How often should I feed low's cymbidium?

Apply a balanced orchid fertiliser (e.g., 20-20-20) at quarter-strength every watering during active growth (spring–summer). Switch to a high-potassium, low-nitrogen feed (e.g., 6-30-30) from late summer through autumn to harden pseudobulbs and promote flowering. Apply a balanced orchid fertiliser (e.g., 20-20-20) at quarter-strength every watering during active growth (spring–summer). Switch to a high-potassium, low-nitrogen feed (e.g., 6-30-30) from late summer through autumn to harden pseudobulbs and promote flowering. Treat that as sparingly through the growing season between spring through early autumn (roughly March to September); ease off in autumn and stop entirely in the low light of winter.

What strength of feed for low's cymbidium?

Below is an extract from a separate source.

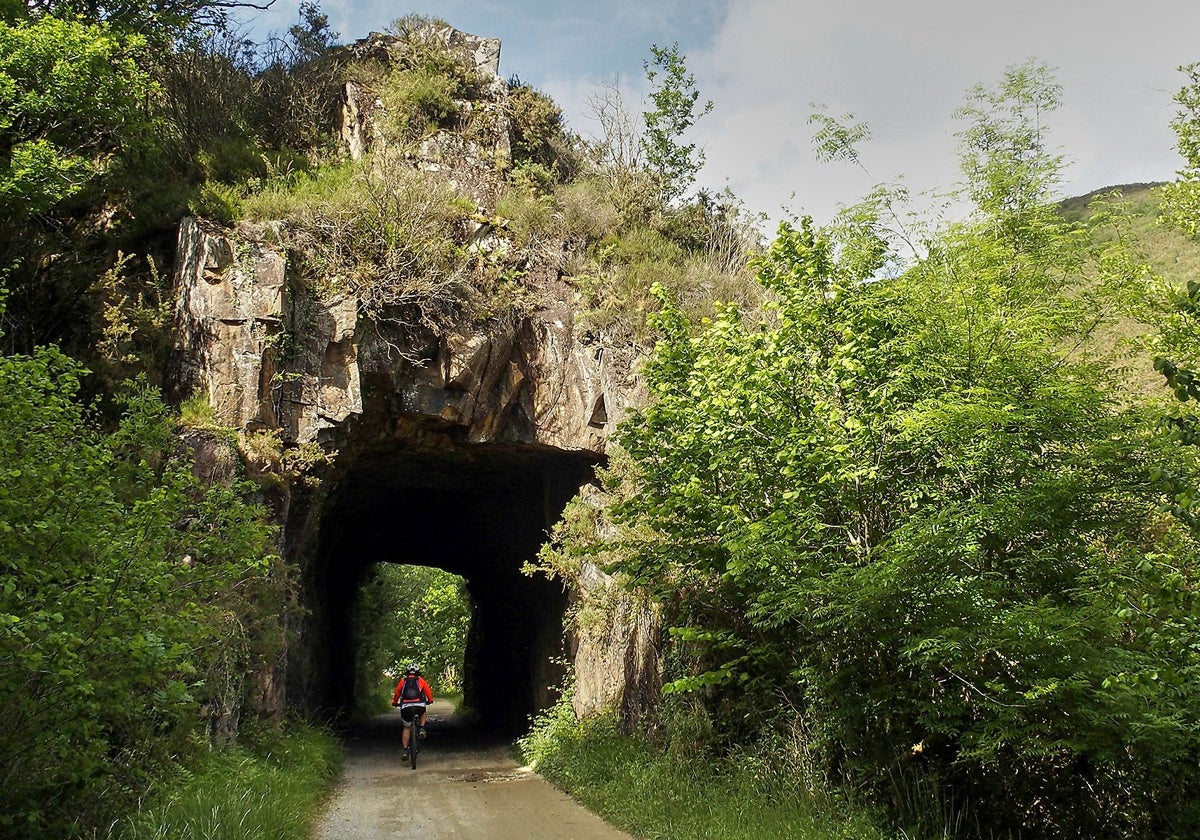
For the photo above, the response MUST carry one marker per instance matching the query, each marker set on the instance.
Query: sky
(900, 67)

Half strength is the safe default for low's cymbidium — houseplant feeds are formulated strong, and the diluted dose is gentler on the roots while still ample for foliage.

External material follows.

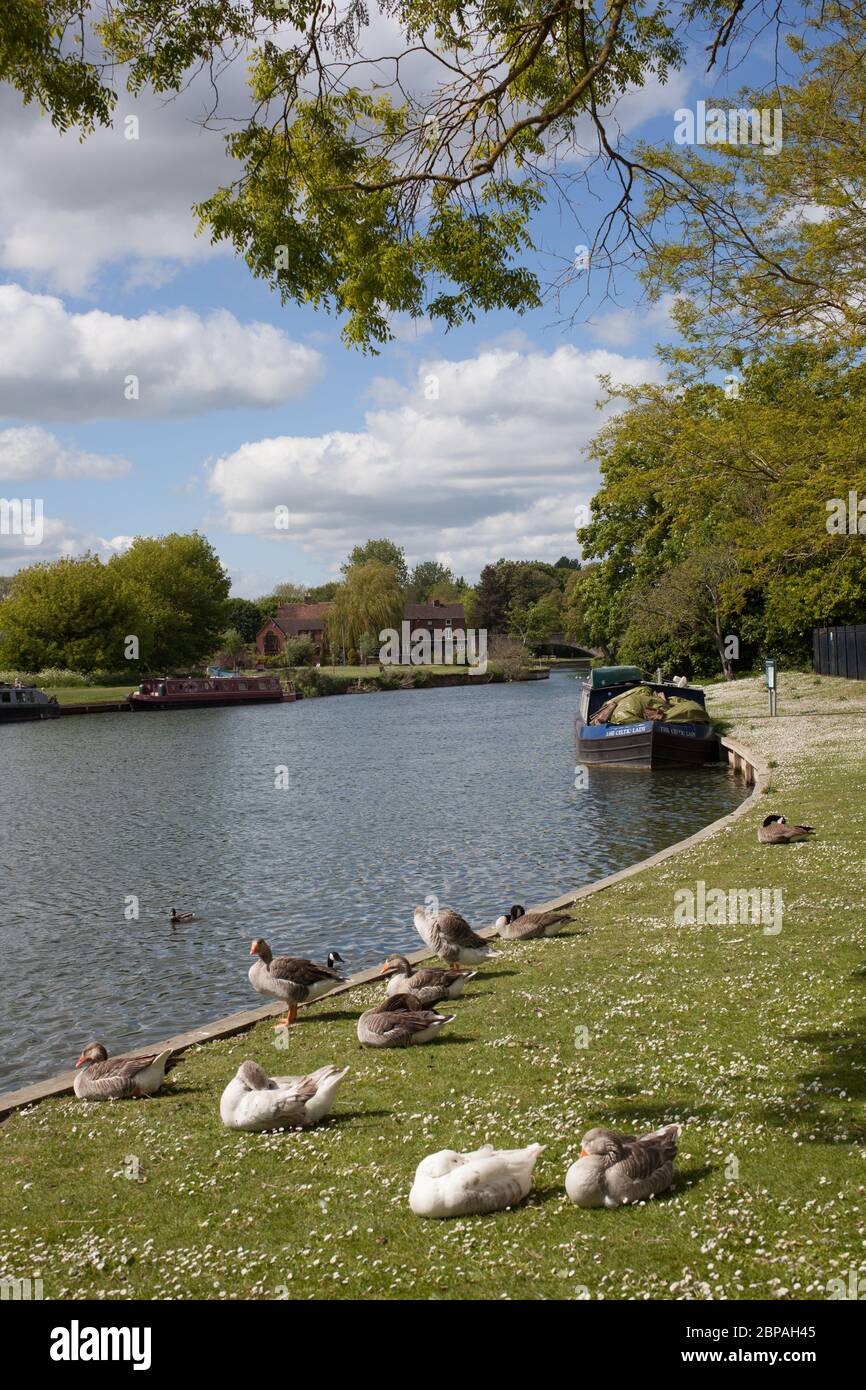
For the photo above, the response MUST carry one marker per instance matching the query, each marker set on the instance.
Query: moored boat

What does over-feeding low's cymbidium look like?

Brown, crispy leaf tips and edges with no sign of underwatering. A white, crusty salt deposit on the soil surface or pot rim. Weak, pale, stretched new growth that flops. Lower leaves yellow and drop while the soil is correctly watered. Feeding low's cymbidium year-round on a fixed schedule, including dark winter months, is the most common mistake — it cannot use the nutrients in low light and the surplus simply burns the roots and crusts the soil.

Should I flush the soil of low's cymbidium?

Flush the pot of low's cymbidium with plain water until it runs freely from the base every couple of months in the feeding season — it washes out the fertiliser salts that cause brown tips.